Private investigators often play heroes in suspense films, mystery novels, and other crime-oriented fiction. While these stories may make for great literature, they don’t always line up with the facts. What do private investigators really do? They don’t all go around in deerstalkers with pipes. They aren’t even allowed to do many of the things actors portray on television. If they did, they’d land in jail. So, what’s real and what’s just fantasy? We’ve compiled a list of some of the most pervasive private investigator myths and separated the facts from the fiction.
Fiction: Private Investigators Can Make Arrests
Crime shows love to show the steeled PI swaggering around with handcuffs and a badge, just like a cop. Private investigators in the US, however, cannot make arrests any more than an ordinary citizen can. They do not have the authority of a police detective. Their job is to investigate a case rather than enforce the law. Only someone tasked with enforcement, such as a police officer, can make an official arrest. In certain circumstances, and the private investigator may be able to make a citizen’s arrest, something any US citizen can do. However, this right is a very archaic practice. It also comes with a lot of potential liability. For this reason, private investigators or other citizens don’t usually practice it.
Fiction: Private Investigators Can Enter a Suspect’s House without Permission
Hollywood likes to up the drama at the cost of reality. Lots of television detectives break into places they shouldn’t, in order to find critical evidence to solve the case.

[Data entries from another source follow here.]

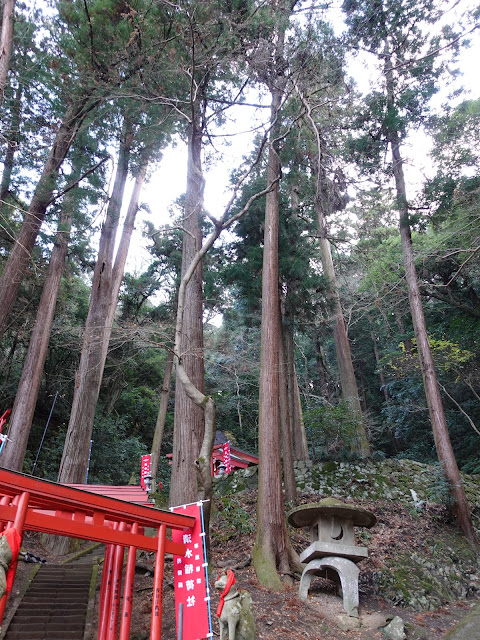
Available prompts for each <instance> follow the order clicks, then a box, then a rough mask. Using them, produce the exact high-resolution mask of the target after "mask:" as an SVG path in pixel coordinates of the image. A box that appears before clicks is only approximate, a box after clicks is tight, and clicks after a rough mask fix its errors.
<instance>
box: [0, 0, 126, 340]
mask: <svg viewBox="0 0 480 640" xmlns="http://www.w3.org/2000/svg"><path fill="white" fill-rule="evenodd" d="M57 9H58V15H56V16H55V17H54V18H52V20H51V23H52V26H51V28H52V35H55V38H56V40H54V39H52V43H51V45H52V47H53V48H55V47H56V51H57V52H58V59H57V61H56V62H55V64H53V63H52V65H51V67H52V70H54V71H55V73H54V72H53V71H52V75H55V74H56V75H55V77H54V78H53V79H52V84H55V88H54V87H53V86H52V88H51V92H52V94H55V95H56V92H58V95H56V98H57V100H56V102H57V104H62V105H63V106H64V113H63V116H62V117H60V118H59V117H58V116H57V117H55V120H60V124H59V126H58V128H57V130H56V132H55V134H54V137H53V143H52V144H51V146H50V150H49V153H48V155H47V158H46V160H45V163H44V165H43V169H42V171H41V175H40V178H39V180H38V182H37V185H36V188H35V190H34V193H33V197H32V200H31V202H30V205H29V207H28V208H27V210H26V212H25V215H24V219H23V223H22V226H21V228H20V231H19V233H18V235H17V237H16V238H15V241H14V244H13V247H12V249H11V251H10V254H9V256H8V260H7V262H6V264H5V267H4V270H3V272H2V275H1V277H0V297H1V299H2V305H1V307H0V339H1V338H2V337H3V334H4V332H5V329H6V327H7V323H8V318H9V316H10V313H11V310H12V308H13V305H14V302H15V299H16V297H17V293H18V290H19V287H20V284H21V282H22V280H23V277H24V275H25V272H26V269H27V266H28V264H29V261H30V258H31V255H32V251H33V248H34V246H35V242H36V240H37V237H38V234H39V232H40V228H41V226H42V224H43V221H44V219H45V215H46V213H47V209H48V207H49V205H50V204H51V203H52V202H53V201H54V199H55V195H54V194H55V189H56V184H57V179H58V176H59V171H60V168H61V166H62V164H63V162H64V160H65V158H66V156H67V154H68V152H69V150H70V147H71V144H72V142H73V140H74V139H75V137H76V135H77V133H78V131H79V129H80V127H82V126H83V124H84V122H85V120H86V118H87V117H88V116H89V114H90V113H91V112H92V111H93V110H94V109H95V107H97V106H98V105H99V104H100V103H101V102H103V100H104V99H105V97H106V95H110V96H111V93H112V91H113V89H114V88H116V87H118V86H119V85H120V84H124V83H125V82H126V80H127V79H128V78H129V77H131V76H132V74H134V73H135V72H136V70H137V68H138V58H139V55H138V49H137V48H136V46H135V45H136V44H137V43H138V39H139V31H138V28H136V27H137V25H135V24H133V22H134V21H133V20H132V19H131V16H126V15H124V14H122V13H120V12H118V10H117V7H116V6H112V7H110V9H109V10H106V9H105V6H104V3H103V2H100V1H99V0H95V2H93V3H91V4H90V5H88V6H87V4H85V3H82V2H80V1H77V0H76V1H75V2H65V1H63V0H58V2H57ZM92 20H94V21H95V29H92V28H91V26H92ZM113 34H115V36H116V37H113ZM127 42H128V45H129V46H128V47H127V46H125V45H126V43H127ZM106 43H108V46H106ZM67 77H68V78H69V82H65V78H67ZM54 102H55V100H54ZM52 128H54V125H52Z"/></svg>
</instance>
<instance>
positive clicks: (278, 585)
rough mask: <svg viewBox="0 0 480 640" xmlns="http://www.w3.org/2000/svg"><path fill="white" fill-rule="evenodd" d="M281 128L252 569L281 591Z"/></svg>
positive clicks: (281, 540)
mask: <svg viewBox="0 0 480 640" xmlns="http://www.w3.org/2000/svg"><path fill="white" fill-rule="evenodd" d="M277 37H278V44H277V51H276V53H277V54H278V56H279V60H281V59H282V58H283V46H284V38H285V31H284V30H282V31H281V33H279V34H278V36H277ZM284 88H285V81H284V78H283V77H280V76H277V77H276V79H275V81H274V82H273V83H272V86H271V87H270V91H271V95H272V105H271V116H270V122H271V123H272V125H273V124H274V123H275V122H276V120H277V117H278V112H279V109H280V105H281V102H282V98H283V91H284ZM277 131H278V127H277V126H272V130H271V132H270V144H269V150H268V167H267V184H268V185H269V186H270V185H271V187H272V188H271V190H270V191H269V192H268V193H267V197H266V205H265V230H264V242H263V272H262V324H261V345H260V389H259V424H258V454H259V479H258V500H257V536H256V540H255V546H254V549H253V563H254V567H255V571H256V574H257V578H258V580H259V581H260V582H261V584H263V585H264V586H266V587H268V588H273V589H281V588H282V583H281V580H280V576H279V573H278V572H288V570H289V566H290V565H289V550H288V540H287V530H286V525H285V511H284V499H283V493H282V468H281V455H280V409H279V353H278V350H279V336H280V327H279V312H278V309H279V293H278V285H279V281H278V275H279V272H278V232H279V184H278V181H279V178H280V175H281V165H280V158H279V156H278V152H277V149H276V145H275V142H274V141H275V137H276V132H277Z"/></svg>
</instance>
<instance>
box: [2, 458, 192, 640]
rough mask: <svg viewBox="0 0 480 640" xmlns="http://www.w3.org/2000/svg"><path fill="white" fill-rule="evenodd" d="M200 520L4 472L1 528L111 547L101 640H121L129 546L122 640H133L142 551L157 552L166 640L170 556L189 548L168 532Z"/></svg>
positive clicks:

In real life, that is called trespassing. In some cases, it counts as breaking and entering. Private property is strictly defined and protected under both federal and state laws. In some states, a private investigator may enter private property with the owner’s consent. Observation is an important part of many investigations, however. To stay on the right side of the law, private investigators monitor suspicious activity from a distance. The PI stays on public property or private property they have permission to enter. Long photographic lenses are a staple of the profession for a reason.
Fiction: Private Investigators Are Just Like Police Detectives
We’ve already established that private investigators are not police detectives. Police detectives take an oath and follow strict regulations. When they’re on duty, they enjoy certain privileges that regular citizens do not. They also abide by more rules and lose some of their civil rights. For example, an on-duty police officer doesn’t enjoy the same right to privacy that a regular citizen has. However, police are the only people authorized to make arrests, and they can breach private property if they have a warrant. A private investigator cannot do any of these things. Although private investigators need licensing to prove their reputability and potentially support police, they never have the power of a sworn keeper of the peace.
Fact: Private Investigators Participate in Ongoing Investigations
It’s typically considered a fact that PIs participate in ongoing investigations because police often choose to cooperate with private investigators for mutual benefit. However, that does not mean police are required to share sensitive information. Think of the private investigator as a consultant. They aren’t police, but they may work with the police.
Cooperation between police and private investigators is pretty common. PIs have helped solve a number of cold cases, and they can only do this with the help and support of local law enforcement. The police also hire private investigators from time to time when they’re low on manpower. No matter how dedicated and well-funded a precinct may be, there will be times they simply cannot handle the amount of work demanded of them. This pressure is one of the leading causes of cold cases.
Fact: Private Investigators Help Defendants in Court
The fact that PIs help defendants in court is one of the few Hollywood tropes that mimics real life. Although testimony and evidence private investigators provide rarely has the same drama as a television series, PIs frequently work with defense teams. Defense attorneys are trained in the law, not in investigation techniques. Many hire private investigators to gather or review evidence on behalf of their client. Due to the way the legal system works, police have a natural bias for the prosecution. Suspects only face charges when prosecutors decide the police have gathered enough evidence, after all, and even if you are innocent, the police want to believe they caught the perpetrator. Bringing in a private investigator to support the defense’s inquiries is a smart move.
Private investigators may not lead the swashbuckling lives the movies suggest, but that doesn’t mean everything is a lie. A PI can help in court cases, and private investigators really do work with police. If you need someone to make an arrest, call the police. If you need someone to get to the truth, call a private investigator.